Follow the submission guide instructions carefully for submitting to the UPenn DNA sequencing facility
Each PCR tube should contain the following:
  • 6 uL of PCR product at 25 ng/uL
  • 3 uL of 27F, 515F OR 1492R at 1.1 uM
  • If your DNA is not sufficiently concentrated, just submit the sample anyway, your results may be fine.
  • The sequencing facility suggests 10 ng of DNA per 100 bp.
📌
We typically submit 3 tubes per sample: 27F, 515F, and 1492R. These three sequencing results are used to assemble the 16S gene without gaps.
📌
Use strip tubes with the strip caps for easy removal if you have <52 samples. If you have more than 52 samples, submit your samples in a plate with the HT option.
📌
The first tube of each 8-tube set should have ‘Beiting’ on it and the second tube should have your last name. Label your samples sequentially 1, 2, 3, etc….
image

Interpret results

  • Assemble the sequencing reads using your favorite assembly software. We use Geneious (commercial software) because it has an easy-to-use interface. The .ab1 files for all three amplicons can be dragged onto the Geneious interface and the de novo assembly tool is used to produce a consensus contig.

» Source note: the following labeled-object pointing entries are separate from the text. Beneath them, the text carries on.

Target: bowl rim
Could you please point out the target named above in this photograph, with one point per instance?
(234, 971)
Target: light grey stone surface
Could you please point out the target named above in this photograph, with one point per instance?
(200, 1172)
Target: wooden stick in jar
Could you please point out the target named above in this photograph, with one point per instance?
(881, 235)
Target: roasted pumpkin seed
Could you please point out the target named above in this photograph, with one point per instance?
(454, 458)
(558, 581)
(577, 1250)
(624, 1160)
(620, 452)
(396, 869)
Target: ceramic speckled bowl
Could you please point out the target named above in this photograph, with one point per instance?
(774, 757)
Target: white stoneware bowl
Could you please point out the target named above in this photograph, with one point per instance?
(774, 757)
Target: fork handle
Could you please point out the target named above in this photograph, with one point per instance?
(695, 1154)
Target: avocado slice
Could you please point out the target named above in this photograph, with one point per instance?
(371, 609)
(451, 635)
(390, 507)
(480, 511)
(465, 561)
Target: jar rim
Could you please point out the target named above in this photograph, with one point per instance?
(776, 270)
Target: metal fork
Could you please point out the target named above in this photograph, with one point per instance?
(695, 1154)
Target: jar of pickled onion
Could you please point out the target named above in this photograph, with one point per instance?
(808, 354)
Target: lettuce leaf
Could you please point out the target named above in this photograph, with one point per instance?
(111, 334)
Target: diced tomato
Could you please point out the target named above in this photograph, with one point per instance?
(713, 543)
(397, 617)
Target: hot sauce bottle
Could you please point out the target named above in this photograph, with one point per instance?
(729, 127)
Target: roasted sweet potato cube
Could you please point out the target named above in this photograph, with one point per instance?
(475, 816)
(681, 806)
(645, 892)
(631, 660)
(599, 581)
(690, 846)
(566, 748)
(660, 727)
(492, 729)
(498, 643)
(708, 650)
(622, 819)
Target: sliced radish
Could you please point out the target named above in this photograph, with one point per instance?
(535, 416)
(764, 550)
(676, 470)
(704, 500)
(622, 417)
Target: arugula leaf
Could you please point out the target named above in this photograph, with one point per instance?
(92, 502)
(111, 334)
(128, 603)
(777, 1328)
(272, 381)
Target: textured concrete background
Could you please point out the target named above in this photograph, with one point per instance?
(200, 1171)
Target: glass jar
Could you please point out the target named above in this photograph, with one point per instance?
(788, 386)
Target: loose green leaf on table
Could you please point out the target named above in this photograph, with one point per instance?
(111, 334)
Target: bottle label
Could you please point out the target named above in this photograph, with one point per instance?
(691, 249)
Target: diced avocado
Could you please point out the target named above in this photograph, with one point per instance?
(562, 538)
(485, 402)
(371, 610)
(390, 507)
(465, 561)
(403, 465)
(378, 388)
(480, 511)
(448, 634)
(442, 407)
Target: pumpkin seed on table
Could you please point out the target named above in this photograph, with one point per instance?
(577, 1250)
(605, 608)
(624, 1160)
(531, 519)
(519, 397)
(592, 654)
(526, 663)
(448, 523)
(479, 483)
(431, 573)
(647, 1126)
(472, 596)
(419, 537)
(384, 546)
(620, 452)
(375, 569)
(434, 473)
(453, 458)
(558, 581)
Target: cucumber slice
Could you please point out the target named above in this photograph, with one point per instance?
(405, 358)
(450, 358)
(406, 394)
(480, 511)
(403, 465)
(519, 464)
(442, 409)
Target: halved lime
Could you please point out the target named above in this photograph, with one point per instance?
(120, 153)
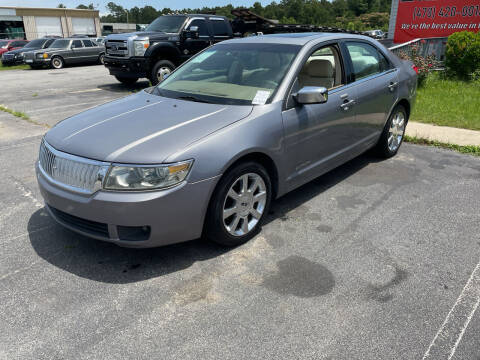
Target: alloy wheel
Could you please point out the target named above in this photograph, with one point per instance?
(244, 204)
(396, 131)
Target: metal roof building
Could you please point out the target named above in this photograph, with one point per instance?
(33, 23)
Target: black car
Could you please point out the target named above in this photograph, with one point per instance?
(16, 57)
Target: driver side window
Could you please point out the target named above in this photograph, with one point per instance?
(323, 68)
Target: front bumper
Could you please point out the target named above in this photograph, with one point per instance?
(171, 216)
(135, 67)
(12, 61)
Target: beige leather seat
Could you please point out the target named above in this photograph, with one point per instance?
(319, 72)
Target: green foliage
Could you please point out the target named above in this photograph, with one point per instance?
(462, 57)
(464, 149)
(448, 102)
(424, 64)
(356, 14)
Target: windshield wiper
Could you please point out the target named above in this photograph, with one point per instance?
(193, 98)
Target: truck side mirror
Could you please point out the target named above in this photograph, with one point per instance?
(191, 32)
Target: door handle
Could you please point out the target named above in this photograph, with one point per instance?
(346, 105)
(392, 86)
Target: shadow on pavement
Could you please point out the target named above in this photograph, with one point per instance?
(105, 262)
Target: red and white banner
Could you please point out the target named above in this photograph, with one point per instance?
(435, 18)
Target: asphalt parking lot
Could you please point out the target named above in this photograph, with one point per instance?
(374, 260)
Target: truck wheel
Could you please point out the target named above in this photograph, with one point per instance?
(160, 69)
(57, 62)
(126, 81)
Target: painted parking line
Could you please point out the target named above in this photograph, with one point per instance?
(448, 337)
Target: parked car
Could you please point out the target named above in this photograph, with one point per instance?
(376, 34)
(65, 52)
(16, 57)
(238, 125)
(9, 45)
(166, 43)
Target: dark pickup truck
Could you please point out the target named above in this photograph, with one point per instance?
(166, 43)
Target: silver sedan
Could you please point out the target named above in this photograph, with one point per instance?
(206, 151)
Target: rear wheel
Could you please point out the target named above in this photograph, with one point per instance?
(57, 62)
(239, 205)
(161, 70)
(126, 81)
(393, 133)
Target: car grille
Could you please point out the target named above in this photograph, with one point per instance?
(84, 225)
(116, 48)
(76, 173)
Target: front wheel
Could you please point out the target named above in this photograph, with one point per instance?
(239, 205)
(57, 62)
(126, 81)
(393, 133)
(161, 70)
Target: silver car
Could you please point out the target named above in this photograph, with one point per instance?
(66, 52)
(206, 151)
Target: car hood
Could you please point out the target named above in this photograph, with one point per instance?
(141, 128)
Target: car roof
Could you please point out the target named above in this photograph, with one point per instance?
(296, 38)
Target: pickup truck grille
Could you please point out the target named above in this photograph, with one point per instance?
(76, 173)
(116, 48)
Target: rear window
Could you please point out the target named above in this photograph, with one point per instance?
(220, 28)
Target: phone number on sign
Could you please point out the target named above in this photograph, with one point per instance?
(445, 12)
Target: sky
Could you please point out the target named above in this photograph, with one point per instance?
(158, 4)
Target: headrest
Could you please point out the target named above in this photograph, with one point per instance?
(320, 68)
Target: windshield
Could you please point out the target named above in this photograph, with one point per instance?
(35, 43)
(170, 24)
(237, 74)
(60, 44)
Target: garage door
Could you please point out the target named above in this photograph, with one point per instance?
(47, 25)
(83, 26)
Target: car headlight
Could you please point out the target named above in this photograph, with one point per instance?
(140, 46)
(147, 177)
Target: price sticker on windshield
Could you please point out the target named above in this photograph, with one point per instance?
(261, 97)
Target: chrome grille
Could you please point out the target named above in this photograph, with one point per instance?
(116, 48)
(74, 172)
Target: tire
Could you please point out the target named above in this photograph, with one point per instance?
(126, 81)
(393, 133)
(159, 70)
(226, 229)
(57, 62)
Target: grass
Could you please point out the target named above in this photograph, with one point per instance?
(464, 149)
(21, 115)
(14, 67)
(448, 102)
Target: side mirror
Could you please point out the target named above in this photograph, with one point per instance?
(311, 95)
(191, 33)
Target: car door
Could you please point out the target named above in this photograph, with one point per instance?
(78, 52)
(375, 81)
(192, 45)
(317, 136)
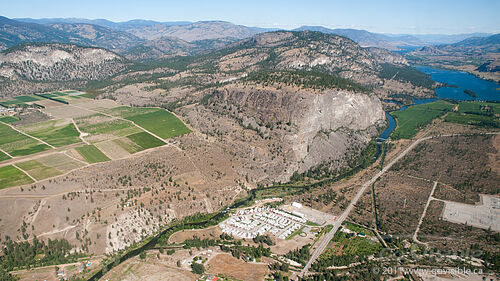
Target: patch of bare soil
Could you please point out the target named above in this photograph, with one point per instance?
(494, 155)
(151, 268)
(212, 232)
(31, 117)
(282, 247)
(461, 162)
(228, 265)
(449, 236)
(400, 201)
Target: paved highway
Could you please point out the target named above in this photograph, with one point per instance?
(323, 243)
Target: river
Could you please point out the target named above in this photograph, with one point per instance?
(484, 89)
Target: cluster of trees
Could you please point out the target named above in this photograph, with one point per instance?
(37, 253)
(197, 268)
(367, 271)
(279, 266)
(301, 255)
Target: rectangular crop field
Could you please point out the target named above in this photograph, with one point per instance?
(409, 121)
(17, 144)
(27, 98)
(145, 140)
(101, 127)
(127, 144)
(60, 161)
(9, 119)
(11, 176)
(4, 156)
(38, 170)
(160, 122)
(55, 132)
(92, 154)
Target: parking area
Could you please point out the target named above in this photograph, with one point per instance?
(309, 214)
(485, 215)
(249, 223)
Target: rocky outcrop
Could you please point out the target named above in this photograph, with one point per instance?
(314, 128)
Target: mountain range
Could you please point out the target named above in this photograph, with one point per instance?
(146, 39)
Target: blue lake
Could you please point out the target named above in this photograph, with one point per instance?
(485, 90)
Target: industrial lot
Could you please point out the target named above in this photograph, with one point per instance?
(251, 222)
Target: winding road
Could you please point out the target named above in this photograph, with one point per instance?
(326, 239)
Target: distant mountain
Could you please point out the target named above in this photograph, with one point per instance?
(58, 62)
(477, 45)
(485, 44)
(15, 32)
(166, 47)
(437, 39)
(99, 36)
(477, 55)
(368, 39)
(102, 22)
(196, 31)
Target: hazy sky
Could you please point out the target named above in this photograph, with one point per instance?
(386, 16)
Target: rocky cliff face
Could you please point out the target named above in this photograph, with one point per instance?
(311, 127)
(58, 62)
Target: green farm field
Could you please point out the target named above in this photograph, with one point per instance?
(161, 123)
(92, 154)
(9, 119)
(145, 140)
(55, 132)
(38, 170)
(11, 176)
(99, 124)
(27, 98)
(3, 156)
(60, 161)
(17, 144)
(409, 121)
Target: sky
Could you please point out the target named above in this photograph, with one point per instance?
(383, 16)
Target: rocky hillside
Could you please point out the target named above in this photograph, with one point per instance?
(58, 62)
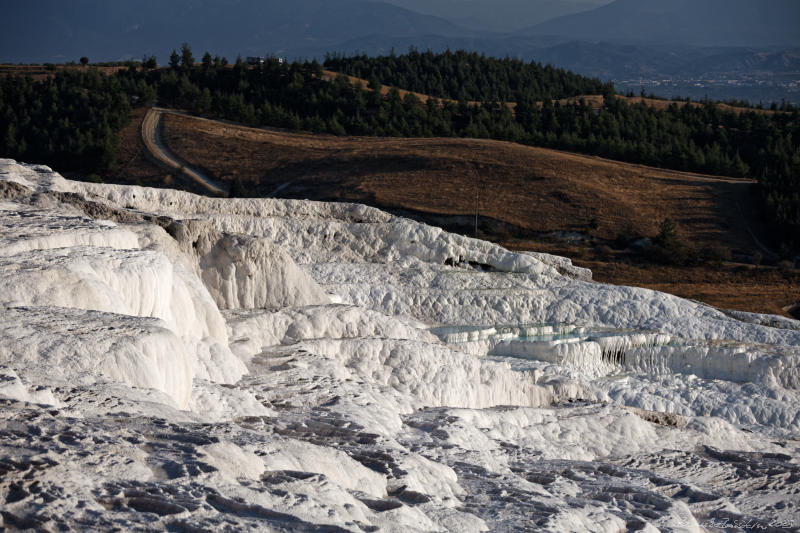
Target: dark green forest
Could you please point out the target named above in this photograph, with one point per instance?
(72, 119)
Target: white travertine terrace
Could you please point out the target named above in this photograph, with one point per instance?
(171, 361)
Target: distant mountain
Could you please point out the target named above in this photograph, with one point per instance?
(686, 22)
(498, 15)
(57, 31)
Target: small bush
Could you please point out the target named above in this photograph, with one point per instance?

  • Take the highest quality portion of the full-length consensus sequence and search for the best match using either BLAST or a recent tool called Bitsliced Genomic Signature Index (BIGSI) which is available here and you can read more about on the Github page for BIGSI
🔥
No database is comprehensive and there’s always bias in what is represented in a database. In addition, since you’re only considering one gene (16S rRNA), this also affects your specificity and resolution for identifying species.